Metropolitan News-Enterprise

 

Monday, April 4, 2005

 

Page 1

 

Court of Appeal Upholds Punitive Damage Award of $50 Million in Tobacco Case for Second Time

 

By a MetNews Staff Writer

 

The family of a man who died of lung cancer after more than four decades of smoking Marlboro cigarettes is entitled to $50 million in punitive damages, this district’s Court of Appeal ruled Friday.

The amount is far less than the $3 billion—the largest jury verdict ever in favor of a single plaintiff, according to news accounts—awarded to Richard Boeken by a Los Angeles Superior Court jury in 2001. But the decision represents a rare defeat for Philip Morris, Inc., which persuaded the California Supreme Court to send the case back to Div. Four after its first decision.

Boeken testified that while he had conquered addictions to heroin, methadone and alcohol, his repeated attempts to quit smoking were unsuccessful. The cancer, jurors were told, had spread to his brain, back and lymph nodes.

Boeken, represented by attorney Michael Piuze, said he believed the company’s long-standing insistence that cigarettes are not addictive. Jurors agreed, awarding $3 billion in punitive damages and $5.5 million in back pay and general damages.

Judge Charles W. McCoy Jr. cut the award to $100 million, and the Court of Appeal cut that in half. But the same panel, which was instructed to reconsider its ruling in line with an intervening U.S. Supreme Court decision, said Friday that there was no need to cut the award further.

The Supreme Court, Justice J. Gary Hastings explained, said that punitive damages should generally not exceed four times compensatory damages.
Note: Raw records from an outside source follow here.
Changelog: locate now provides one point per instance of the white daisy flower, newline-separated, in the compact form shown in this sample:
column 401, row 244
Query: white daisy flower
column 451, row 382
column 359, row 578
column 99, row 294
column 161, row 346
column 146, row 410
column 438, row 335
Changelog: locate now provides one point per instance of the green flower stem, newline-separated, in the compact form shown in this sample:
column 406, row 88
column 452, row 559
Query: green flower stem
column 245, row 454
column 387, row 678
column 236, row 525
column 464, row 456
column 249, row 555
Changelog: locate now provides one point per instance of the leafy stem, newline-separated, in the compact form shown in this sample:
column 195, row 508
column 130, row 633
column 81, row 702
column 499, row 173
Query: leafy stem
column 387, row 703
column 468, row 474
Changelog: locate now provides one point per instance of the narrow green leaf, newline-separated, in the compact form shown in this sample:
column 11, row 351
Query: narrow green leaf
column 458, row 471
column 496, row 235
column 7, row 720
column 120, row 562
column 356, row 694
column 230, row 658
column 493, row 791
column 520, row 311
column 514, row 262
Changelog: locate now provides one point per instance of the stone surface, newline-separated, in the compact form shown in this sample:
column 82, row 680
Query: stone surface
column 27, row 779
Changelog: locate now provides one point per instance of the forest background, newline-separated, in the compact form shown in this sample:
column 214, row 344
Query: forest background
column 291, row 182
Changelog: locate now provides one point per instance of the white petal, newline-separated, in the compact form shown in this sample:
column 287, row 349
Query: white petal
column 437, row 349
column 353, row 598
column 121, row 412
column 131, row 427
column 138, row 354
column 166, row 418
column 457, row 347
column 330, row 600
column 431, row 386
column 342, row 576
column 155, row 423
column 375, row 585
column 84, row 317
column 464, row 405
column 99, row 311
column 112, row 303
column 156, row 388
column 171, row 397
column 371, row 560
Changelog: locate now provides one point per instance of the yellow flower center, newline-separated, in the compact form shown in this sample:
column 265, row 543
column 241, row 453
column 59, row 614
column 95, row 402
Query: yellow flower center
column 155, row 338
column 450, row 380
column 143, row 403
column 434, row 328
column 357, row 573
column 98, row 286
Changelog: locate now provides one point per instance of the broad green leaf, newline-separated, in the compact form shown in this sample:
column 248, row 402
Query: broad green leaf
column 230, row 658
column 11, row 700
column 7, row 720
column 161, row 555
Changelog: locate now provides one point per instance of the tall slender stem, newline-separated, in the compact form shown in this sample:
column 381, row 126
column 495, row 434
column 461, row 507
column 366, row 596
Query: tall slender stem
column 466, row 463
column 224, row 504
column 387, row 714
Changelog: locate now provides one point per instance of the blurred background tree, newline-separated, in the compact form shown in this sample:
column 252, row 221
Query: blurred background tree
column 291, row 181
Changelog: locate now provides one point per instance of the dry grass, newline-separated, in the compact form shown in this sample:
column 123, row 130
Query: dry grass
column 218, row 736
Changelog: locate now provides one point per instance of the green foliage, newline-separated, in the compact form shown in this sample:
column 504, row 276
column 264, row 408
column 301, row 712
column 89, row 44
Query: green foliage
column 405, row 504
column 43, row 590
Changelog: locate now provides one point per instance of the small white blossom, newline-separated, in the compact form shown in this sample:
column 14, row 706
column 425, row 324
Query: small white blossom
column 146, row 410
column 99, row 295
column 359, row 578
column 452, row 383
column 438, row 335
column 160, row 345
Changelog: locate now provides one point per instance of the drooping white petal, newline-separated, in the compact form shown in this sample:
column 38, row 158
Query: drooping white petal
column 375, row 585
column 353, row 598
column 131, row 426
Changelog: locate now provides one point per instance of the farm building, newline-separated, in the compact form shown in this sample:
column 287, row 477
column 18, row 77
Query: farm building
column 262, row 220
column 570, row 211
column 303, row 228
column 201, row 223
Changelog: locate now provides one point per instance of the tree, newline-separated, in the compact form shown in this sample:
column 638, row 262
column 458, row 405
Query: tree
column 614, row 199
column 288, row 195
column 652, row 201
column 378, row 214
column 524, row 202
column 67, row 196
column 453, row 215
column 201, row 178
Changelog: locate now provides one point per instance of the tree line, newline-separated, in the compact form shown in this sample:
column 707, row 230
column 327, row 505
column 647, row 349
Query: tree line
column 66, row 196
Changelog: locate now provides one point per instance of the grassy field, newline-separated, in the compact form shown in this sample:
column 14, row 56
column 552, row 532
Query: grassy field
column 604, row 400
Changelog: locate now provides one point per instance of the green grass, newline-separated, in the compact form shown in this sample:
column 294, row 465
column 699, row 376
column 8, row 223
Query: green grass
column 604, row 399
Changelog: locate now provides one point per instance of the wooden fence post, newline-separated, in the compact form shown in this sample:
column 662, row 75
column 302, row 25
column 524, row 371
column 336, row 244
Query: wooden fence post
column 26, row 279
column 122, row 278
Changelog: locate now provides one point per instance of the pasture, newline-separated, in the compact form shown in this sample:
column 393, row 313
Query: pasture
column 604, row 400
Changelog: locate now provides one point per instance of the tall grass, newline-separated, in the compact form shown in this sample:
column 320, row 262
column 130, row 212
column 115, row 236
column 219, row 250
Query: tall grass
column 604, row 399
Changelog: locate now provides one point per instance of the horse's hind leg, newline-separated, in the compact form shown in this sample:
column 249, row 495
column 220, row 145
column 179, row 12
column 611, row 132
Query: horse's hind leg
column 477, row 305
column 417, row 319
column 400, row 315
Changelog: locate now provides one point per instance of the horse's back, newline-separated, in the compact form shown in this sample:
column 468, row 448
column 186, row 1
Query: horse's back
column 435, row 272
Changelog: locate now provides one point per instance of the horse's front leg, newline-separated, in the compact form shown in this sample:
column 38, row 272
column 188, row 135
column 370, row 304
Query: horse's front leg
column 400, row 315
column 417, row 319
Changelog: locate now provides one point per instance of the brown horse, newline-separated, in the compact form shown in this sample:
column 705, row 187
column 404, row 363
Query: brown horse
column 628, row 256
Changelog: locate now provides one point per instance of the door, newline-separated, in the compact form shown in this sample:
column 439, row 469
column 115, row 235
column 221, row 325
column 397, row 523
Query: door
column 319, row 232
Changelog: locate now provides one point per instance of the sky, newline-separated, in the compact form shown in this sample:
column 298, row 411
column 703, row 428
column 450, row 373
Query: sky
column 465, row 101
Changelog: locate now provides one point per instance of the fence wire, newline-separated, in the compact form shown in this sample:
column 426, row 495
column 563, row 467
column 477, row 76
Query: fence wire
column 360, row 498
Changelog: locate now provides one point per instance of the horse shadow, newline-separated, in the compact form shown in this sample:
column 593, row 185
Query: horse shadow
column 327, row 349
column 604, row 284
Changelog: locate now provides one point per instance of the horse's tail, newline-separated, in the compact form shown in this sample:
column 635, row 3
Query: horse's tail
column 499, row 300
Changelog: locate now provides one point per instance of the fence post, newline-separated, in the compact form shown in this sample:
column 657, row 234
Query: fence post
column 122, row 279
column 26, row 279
But the high court also recognized the need for exceptions in extraordinary cases, the justice said.

“[T]he extreme reprehensibility of increasing addictiveness by manipulating additives, gaining smokers by fraud, and marketing a product that is more dangerous than ordinary consumers expect, knowing that serious physical injury and death will result in many smokers, does justify a ratio of at least 9 to 1,” the justice wrote. “We round off the figure at $50 million.”

The case is Boeken v. Philip Morris, Inc., B152959.